A political sanction to rape
Krishnan also commented on the political overtones in the celebration of the release of rapists on bail. “These are nationally prominent figures, openly patronised by ruling parties. These celebrations are not organic responses; they are enabled by forces with power over the entire country.”
This, Krishnan said, marks “a political sanction to rape”. Taken together with cases such as the wrestlers’ allegations against BJP MP Brij Bhushan Sharan Singh, this sends a message that sexual violence is acceptable when committed by “our people”, she pointed out. “Rape has always been about power. When that power is backed by the state and the ruling party, you are no longer merely pardoning individuals, you are mobilising public support around rape culture itself. You are creating legitimacy for certain rapes.”

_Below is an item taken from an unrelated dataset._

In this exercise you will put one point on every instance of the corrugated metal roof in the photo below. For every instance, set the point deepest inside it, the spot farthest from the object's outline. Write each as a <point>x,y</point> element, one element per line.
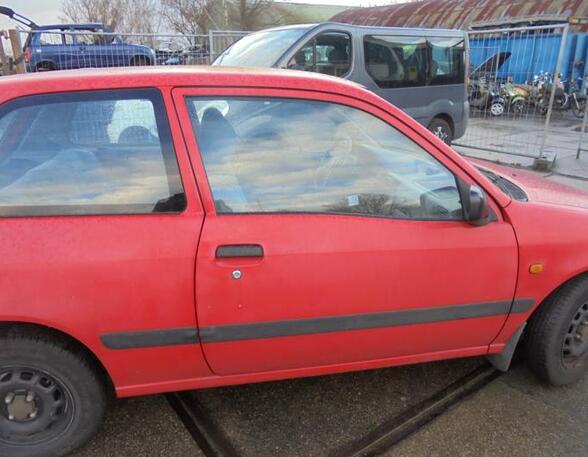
<point>462,14</point>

In 2018, two BJP ministers attended a rally in support of a man accused of raping and killing an eight-year-old girl in Kathua, Jammu. In a widely circulated video, a BJP councillor’s husband, accused of rape, can be seen threatening the victim, claiming that nothing could happen to him even if a complaint was filed. He has since been arrested. According to a 2024 report by the Association for Democratic Reforms, 151 sitting MPs and MLAs have declared cases of crimes against women, including 16 rape cases. Of these, 54 belong to the BJP, 23 to the Congress, and 17 to the Telugu Desam Party.
Krishnan said that the increasing incidence of bail given to rapists reflects a deep erosion of institutional neutrality. “At the very least, institutions once felt compelled to appear unbiased. Even that pretence is eroding.” She added that this must be recognised as an extraordinary crisis. “Long-standing ideas—gender justice, the taboo against rape, even the idea that the state must claim to follow rules—are all collapsing. We have to name how bad it is, and continue [the resistance against it], one day at a time.”